We, the urban middle-class activist potential pressure group, have no option than a stratagem to get the existing members of the establishment competing to serve us–to compete to offer us the better, the best deal, for our votes. We must ally to remind them that unless rural community developments and the welfare of the urban masses too are given the same attention as building bridges and installing streetlights in our cities, only money and of course “rice”, not promises, can get you votes from this manipulated class, largely based in villages remembered only in election years.

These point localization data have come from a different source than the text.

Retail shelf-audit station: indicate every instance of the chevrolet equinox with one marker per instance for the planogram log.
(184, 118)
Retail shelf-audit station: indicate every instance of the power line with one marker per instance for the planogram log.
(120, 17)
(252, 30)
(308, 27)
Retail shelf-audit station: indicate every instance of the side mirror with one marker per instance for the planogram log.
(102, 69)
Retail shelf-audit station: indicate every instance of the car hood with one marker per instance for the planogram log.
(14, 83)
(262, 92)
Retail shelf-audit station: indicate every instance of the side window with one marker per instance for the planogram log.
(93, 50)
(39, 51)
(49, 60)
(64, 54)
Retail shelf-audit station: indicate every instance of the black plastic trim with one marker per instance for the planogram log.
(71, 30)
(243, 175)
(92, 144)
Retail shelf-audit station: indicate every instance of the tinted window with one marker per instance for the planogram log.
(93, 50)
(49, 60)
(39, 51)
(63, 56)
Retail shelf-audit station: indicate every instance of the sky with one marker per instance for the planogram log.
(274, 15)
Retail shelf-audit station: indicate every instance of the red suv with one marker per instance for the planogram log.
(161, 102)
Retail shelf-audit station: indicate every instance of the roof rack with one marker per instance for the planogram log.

This is why we need to get off our bums. And the price for victory, whether by the PDP or APC establishment, will not, must not, be mere bags of rice. We must demand bridges and free trade zones, specialist hospitals and quality education. I am a political realist, I will be bribed but I will be bribed only with something concrete, like roads and hospitals and electricity, not bags of rice and maggi. And this is a message to the political elite, the Establishment–Gimba Kakanda will be at the forefront of a new block with new demands. If you want my vote and my block’s vote, come and negotiate–we speak the language of civil engineering works and economic infrastructure. That is the return on my political education over the last months. And political education isn’t acquired in classrooms, it’s acquired in our ability to strip ourselves of polarising sentiments in making political choices.
We must quit thinking that “third-world” politics is all about writing “deep” articles, composing tweets and writing profound Facebook posts and screaming ourselves hoarse about how things ought to be run from our AC-ed rooms and offices. For so long as we are content with screaming and writing about failed governments without struggling to infiltrate the ranks of the “laboratory politicians” whose incompetence cause these troubles, for so long we are complicit in the fall of this nation. I’m checking out. I’m taking a stand. May God save us from us!